I am currently working on my MSc dissertation, which focuses on the long-term cost-effectiveness evaluation of semaglutide versus insulin glargine in the treatment of type 2 diabetes within the UK context. Due to the lack of access to real-world patient-level data, I have constructed a synthetic dataset that mimics the characteristics and longitudinal outcomes of a real-world cohort, including variables such as PatientID, Month, Group (treatment assignment), baseline age, sex, IMD quintile, HbA1c, BMI, QALY, cost, major adverse events, and discontinuation.
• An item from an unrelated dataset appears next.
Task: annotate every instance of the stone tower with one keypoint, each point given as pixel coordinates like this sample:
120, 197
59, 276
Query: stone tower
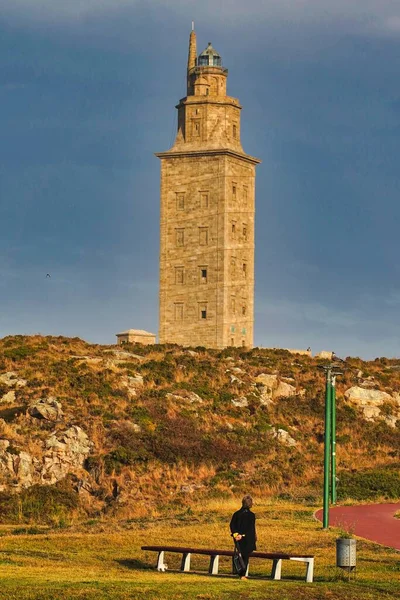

I am reaching out to kindly ask for help with drafting a robust and academically sound methodology section, specifically tailored to the use of simulated (virtual) data. Ideally, I am looking for guidance or a sample write-up that demonstrates how to describe:
- The construction of a synthetic panel dataset (eg, 400 patients followed monthly for 36 months, split between treatment and control groups)
- The rationale and justification for simulating clinical and economic variables (HbA1c, BMI, QALY, cost, event rates, etc.) based on published parameters
- The specific statistical/econometric methods to be used (panel regression, OLS, random/fixed effects, time interactions, sensitivity analysis, etc.)
- Any limitations and considerations unique to working with simulated data
If you have any example texts, templates, or are able to review a draft of my methodology section, I would be extremely grateful. Your input would greatly enhance the clarity, rigour, and academic value of my dissertation.
Please let me know if you would be willing to help, or if you can point me to useful references or resources.